The link method is particularly important.

It indicates that we should lazily link this document from a remote dataset into the current position in the item array.

This allows us to create large datasets from many small hnet nodes.

hnet client receives data from many nodes

After hnet is able to query a few top-level nodes, it begins to crawl several other linked hnet nodes and merges the data locally.

Saving data to hnet

hnet could be considered an append-only database. hnet is designed to create new nodes instead of attempting to edit existing nodes. Every time a new hnet node is created, it links back to at least two existing nodes.

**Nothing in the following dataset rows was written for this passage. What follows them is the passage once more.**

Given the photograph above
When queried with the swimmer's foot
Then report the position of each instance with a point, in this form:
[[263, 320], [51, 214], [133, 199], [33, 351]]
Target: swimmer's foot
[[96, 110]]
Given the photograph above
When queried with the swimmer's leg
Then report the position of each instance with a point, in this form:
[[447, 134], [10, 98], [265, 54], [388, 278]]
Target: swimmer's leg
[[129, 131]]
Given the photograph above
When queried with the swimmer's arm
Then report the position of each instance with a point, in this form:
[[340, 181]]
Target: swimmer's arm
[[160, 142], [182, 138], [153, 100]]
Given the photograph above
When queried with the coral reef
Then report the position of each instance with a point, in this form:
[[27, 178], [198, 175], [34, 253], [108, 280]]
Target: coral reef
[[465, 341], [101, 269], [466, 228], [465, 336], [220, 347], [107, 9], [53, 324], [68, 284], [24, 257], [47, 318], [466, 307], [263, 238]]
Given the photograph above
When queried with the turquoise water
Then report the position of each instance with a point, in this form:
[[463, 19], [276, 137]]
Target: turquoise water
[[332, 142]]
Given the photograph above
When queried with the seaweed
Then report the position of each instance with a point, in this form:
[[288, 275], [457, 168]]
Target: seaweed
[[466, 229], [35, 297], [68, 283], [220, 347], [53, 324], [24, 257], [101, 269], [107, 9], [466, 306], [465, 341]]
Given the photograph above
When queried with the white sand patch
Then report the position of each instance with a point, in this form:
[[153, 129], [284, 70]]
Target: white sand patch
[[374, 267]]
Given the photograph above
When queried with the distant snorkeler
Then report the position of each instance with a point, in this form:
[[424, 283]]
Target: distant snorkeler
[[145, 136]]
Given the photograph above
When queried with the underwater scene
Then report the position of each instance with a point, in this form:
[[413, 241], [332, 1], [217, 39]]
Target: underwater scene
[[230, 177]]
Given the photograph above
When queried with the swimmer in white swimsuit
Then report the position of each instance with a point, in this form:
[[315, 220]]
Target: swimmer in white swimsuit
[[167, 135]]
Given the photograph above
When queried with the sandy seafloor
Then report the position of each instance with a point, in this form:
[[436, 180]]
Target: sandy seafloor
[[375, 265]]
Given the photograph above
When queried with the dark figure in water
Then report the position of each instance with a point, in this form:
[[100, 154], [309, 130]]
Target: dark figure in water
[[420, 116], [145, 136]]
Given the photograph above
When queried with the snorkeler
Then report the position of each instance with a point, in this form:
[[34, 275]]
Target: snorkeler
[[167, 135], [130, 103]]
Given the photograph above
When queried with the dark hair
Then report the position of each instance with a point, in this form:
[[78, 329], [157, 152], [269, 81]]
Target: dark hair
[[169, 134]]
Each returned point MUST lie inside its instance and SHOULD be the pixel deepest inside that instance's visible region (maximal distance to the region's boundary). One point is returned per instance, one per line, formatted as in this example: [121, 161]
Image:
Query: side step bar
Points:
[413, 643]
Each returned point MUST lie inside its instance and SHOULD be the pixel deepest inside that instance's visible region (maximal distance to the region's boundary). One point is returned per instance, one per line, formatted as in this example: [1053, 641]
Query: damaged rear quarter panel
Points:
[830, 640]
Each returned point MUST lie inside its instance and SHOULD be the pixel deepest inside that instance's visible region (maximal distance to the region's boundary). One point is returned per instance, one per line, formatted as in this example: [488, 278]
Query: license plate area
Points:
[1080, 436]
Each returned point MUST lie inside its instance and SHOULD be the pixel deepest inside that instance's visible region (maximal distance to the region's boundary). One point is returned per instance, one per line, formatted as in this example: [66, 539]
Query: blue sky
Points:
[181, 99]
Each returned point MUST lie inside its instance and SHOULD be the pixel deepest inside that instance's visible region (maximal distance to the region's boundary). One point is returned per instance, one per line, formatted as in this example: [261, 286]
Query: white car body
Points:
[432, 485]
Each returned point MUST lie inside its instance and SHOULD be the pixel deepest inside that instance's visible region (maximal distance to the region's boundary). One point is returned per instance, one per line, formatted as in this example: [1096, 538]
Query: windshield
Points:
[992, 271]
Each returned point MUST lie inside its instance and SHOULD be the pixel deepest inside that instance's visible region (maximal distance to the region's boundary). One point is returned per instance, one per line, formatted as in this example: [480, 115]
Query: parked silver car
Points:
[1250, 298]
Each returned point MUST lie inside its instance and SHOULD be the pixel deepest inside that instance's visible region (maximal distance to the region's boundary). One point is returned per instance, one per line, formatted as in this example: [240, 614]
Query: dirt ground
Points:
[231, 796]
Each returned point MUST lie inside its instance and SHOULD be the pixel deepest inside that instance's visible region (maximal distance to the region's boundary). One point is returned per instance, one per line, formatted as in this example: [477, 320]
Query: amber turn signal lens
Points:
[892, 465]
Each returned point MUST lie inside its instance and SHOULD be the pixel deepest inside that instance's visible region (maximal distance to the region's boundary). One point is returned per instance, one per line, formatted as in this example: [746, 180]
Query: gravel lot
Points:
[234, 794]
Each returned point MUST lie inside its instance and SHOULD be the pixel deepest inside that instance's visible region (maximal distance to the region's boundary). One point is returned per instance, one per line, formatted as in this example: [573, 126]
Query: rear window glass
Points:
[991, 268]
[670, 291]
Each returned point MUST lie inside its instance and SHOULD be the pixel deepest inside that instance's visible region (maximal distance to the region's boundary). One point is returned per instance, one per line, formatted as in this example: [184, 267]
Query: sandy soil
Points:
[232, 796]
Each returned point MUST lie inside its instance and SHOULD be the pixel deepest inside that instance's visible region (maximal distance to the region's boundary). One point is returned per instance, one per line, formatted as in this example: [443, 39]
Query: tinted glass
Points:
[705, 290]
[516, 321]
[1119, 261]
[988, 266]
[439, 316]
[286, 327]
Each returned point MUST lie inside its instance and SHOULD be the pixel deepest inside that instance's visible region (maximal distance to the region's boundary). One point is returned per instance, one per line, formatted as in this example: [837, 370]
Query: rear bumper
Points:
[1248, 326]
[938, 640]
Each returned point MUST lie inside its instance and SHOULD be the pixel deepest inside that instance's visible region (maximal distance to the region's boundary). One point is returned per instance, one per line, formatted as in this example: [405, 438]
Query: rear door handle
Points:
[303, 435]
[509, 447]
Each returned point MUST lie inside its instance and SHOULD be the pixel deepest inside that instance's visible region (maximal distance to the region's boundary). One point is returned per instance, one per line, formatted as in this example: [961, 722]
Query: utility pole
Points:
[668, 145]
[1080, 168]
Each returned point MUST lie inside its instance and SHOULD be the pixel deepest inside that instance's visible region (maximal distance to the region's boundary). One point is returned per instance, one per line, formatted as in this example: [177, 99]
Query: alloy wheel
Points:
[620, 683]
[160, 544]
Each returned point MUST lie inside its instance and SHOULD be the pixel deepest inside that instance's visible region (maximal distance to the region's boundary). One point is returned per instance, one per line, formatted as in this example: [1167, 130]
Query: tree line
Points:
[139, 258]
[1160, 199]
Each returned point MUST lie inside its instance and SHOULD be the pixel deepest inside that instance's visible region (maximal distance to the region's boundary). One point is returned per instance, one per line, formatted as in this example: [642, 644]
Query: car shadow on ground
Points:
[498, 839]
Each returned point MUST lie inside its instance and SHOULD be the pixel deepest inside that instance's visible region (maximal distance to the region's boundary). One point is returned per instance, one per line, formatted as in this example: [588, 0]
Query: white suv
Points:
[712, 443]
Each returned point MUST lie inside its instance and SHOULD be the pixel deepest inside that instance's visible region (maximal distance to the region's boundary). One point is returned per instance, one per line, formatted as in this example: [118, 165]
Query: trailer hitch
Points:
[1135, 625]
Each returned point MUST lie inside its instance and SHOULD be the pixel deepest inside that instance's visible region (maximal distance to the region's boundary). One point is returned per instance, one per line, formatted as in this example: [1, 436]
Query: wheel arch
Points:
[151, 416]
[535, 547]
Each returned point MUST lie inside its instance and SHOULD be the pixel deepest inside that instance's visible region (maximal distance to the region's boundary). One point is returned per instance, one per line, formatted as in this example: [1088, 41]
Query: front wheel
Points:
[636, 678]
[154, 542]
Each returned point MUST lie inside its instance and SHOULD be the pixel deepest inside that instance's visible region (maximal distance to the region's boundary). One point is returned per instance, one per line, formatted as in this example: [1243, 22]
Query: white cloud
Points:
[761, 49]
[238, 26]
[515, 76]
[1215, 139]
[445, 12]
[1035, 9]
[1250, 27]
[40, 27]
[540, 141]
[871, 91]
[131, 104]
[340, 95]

Since every new node created links back to at least two other known hnet nodes, all newly created hnet nodes will eventually link back to the first nodes we started querying.

Establishing a TTL ( Time To Live ) for circular link resolution

By default, the hnet client will not attempt to resolve circular JSON-RPC links. You can enable circular linking by specifying the ttl parameter in the hnet constructor.

Ex:

var Hnet = require('../lib/hnet').Hnet;

var hnet = new Hnet({  
  ttl: 5000
});

hnet.load();

The ttl parameter indicates that the hnet client will resolve any circular links it encounters, after a delay of 5,000 milliseconds. If a ttl is specified, the hnet client will continue to crawl hnet forever, or until the circular link becomes broken due to specific hnet nodes becoming unavailable.

A quick note on Steganography and Cryptography

hnet exposes simple Hnet.get and Hnet.save methods. It's fairly trivial to perform whichever cryptography you want on the data before you save it, and when you retrieve it. hnet also provides an optional interface for specifying un-encrypted metadata with encrypted data. This approach allows you to use hnet with most existing cryptography standards.

Steganography is the art and science of writing hidden messages in such a way that only the sender and intended recipient are aware of the existence of the message. It can be considered a form of security through obscurity. Many hnet storage engines use some form of steganography. The advantage of using steganography in conjunctions with cryptography, is that messages do not attract attention to themselves. Cryptography can protect the contents of a message, but steganography can obscure the fact that a message even exists.